By Sandra A. Moats
4:37 PM PDT, October 20, 2009
Unger gives Monroe enormous credit for the various internal improvement projects, such as roads and canals, that were launched during his presidency. Monroe supported some infrastructure projects, such as the National Road, but only if he viewed the Constitution as explicitly authorizing the programs. Monroe's strict constitutional requirement resulted in a mixed legacy on the National Road and other infrastructure projects, as the president supported some but vetoed others.
Unger also gives Monroe credit for the economic benefits associated with the Erie Canal, a project that involved neither Monroe nor the federal government. The Erie Canal was the pet project of New York Gov. De Witt Clinton, who relied exclusively on state, local and private money to construct it. Many in Congress at the time believed the canal was of only local significance and therefore undeserving of federal funds. Many also questioned the viability of such a canal, initially dismissing it as "Clinton's ditch."
Unger implies that Monroe broke a congressional deadlock over an economic recovery package by declaring, "Discord does not belong to our system." This statement comes from Monroe's first inaugural address, delivered March 4, 1817, well before the economic panic of 1819. Monroe said this to promote a partisanship-free government during his presidency, not to cajole Congress to pass economic legislation.
Unger writes that Monroe's unchallenged reelection in 1820 testifies to the president's success in uniting and modernizing the nation. Aside from the problems of speaking of "modernizing" before many technological advancements had occurred, Monroe owed his unopposed reelection to several factors largely beyond his control. The collapse of the Federalist Party (the party of Alexander Hamilton and John Adams) at the national level and Monroe's failed nonpartisan efforts to offer it a political lifeline meant that no opposition party existed to nominate a rival candidate. Although Congress and Monroe's Cabinet consisted of ambitious men from his own Democratic-Republican Party, such as William H. Crawford, John C. Calhoun and Henry Clay, these younger politicians wisely waited their turns and chose not to challenge a sitting, founding-era president from their own party.

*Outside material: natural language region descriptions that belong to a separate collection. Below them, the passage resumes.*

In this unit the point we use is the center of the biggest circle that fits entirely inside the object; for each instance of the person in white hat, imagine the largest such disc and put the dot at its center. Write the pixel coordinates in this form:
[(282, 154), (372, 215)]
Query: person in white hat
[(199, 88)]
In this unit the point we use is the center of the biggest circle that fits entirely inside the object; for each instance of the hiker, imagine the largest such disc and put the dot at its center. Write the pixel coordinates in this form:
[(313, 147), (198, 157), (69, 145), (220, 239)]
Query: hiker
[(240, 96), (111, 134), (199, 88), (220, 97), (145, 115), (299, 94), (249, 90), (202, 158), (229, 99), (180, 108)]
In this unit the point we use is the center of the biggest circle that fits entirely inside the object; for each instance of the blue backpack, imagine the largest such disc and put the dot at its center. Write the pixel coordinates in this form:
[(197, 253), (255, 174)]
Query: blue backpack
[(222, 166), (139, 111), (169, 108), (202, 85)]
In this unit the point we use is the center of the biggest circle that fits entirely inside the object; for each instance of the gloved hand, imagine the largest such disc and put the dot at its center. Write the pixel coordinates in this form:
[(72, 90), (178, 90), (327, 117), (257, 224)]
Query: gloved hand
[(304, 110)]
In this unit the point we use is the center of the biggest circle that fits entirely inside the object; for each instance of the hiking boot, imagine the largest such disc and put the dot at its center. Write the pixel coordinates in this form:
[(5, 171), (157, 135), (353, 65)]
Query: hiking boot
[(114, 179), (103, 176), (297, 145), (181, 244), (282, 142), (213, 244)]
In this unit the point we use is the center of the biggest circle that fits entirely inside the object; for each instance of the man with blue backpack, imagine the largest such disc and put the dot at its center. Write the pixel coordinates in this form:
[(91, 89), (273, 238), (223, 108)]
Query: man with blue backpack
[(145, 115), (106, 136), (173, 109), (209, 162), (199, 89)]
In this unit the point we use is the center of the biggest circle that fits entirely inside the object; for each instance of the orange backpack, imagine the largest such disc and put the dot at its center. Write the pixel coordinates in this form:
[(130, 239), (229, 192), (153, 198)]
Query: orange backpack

Unger concludes his article by writing that Monroe's two terms had resulted in an "Era of Good Feelings." Unger does not explore the origins of this phrase, leaving the impression that it has to do with economic prosperity when actually it reflected the partisan aspirations of the New England Federalists. Benjamin Russell, editor of the Boston-based Columbian Centinel, coined this statement in the hope that Monroe might appoint his region's Federalists to Cabinet positions, a move that would have reinvigorated the ailing party. Monroe's nonpartisan vision was never realized, nor were the "good feelings" this phrase promised -- economic, partisan or otherwise.
None of this is to say the Monroe administration lacked notable achievements. During the Monroe's two terms in office, the president embarked on two tours intended to unite the nation, the U.S. acquired Florida from Spain, the Missouri Compromise over slavery's expansion westward was signed, and the stage was set for a smooth political transition from a governance by the Revolutionary War generation to a younger one. The fifth president deserves credit for what he did accomplish. But Monroe, ever the pragmatist, would be wary of the fulsome and undeserved praise Unger offers, and so should we.
Sandra Moats, an assistant professor of history at the University of Wisconsin-Parkside, is the author of the forthcoming book, "Celebrating the Republic: Presidential Ceremony and Popular Sovereignty from Washington to Monroe" (Northern Illinois University Press).